Lviv has been selected for an experimental Ukrainian project to build municipal social housing. The program is designed to create ready-to-live apartments that will remain in community ownership and be offered for preferential rent to people whose housing needs are linked to war, social vulnerability or critical public work.
Five communities passed the selection out of twenty five applicants: Lviv, Zhytomyr, Mykolaiv, Kremenchuk and Kropyvnytskyi. The selected projects still need approval from the Ministry of Finance before implementation can move forward.
Who the housing is for
The model targets internally displaced people, veterans, large families, people with disabilities and workers in social or critical infrastructure. For local authorities, this is a way to move from emergency accommodation toward a more stable rental model that can support integration, employment and municipal planning.
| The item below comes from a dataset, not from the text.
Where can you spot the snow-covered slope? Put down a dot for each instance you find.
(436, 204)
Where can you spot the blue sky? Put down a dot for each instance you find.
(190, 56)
The project is expected to be financed by the European Investment Bank and the European Commission. The overall program is valued at one hundred million euros, with half structured as a grant and half as a long-term loan with a grace period. For Ukraine, this makes the pilot not only a housing initiative, but also a test of how European financing can support social infrastructure.
Communities were assessed using sixteen criteria grouped around technical and land readiness, access to infrastructure, financial capacity and demographic need. That selection logic matters because social housing fails when it is built far from transport, schools, health services or employment.
For Lviv, which has absorbed many displaced residents since the start of the full-scale war, the project could become a practical tool for reducing pressure on the private rental market. If the pilot works, it may shape a broader municipal housing policy for Ukrainian cities that need predictable, transparent and socially targeted rental options.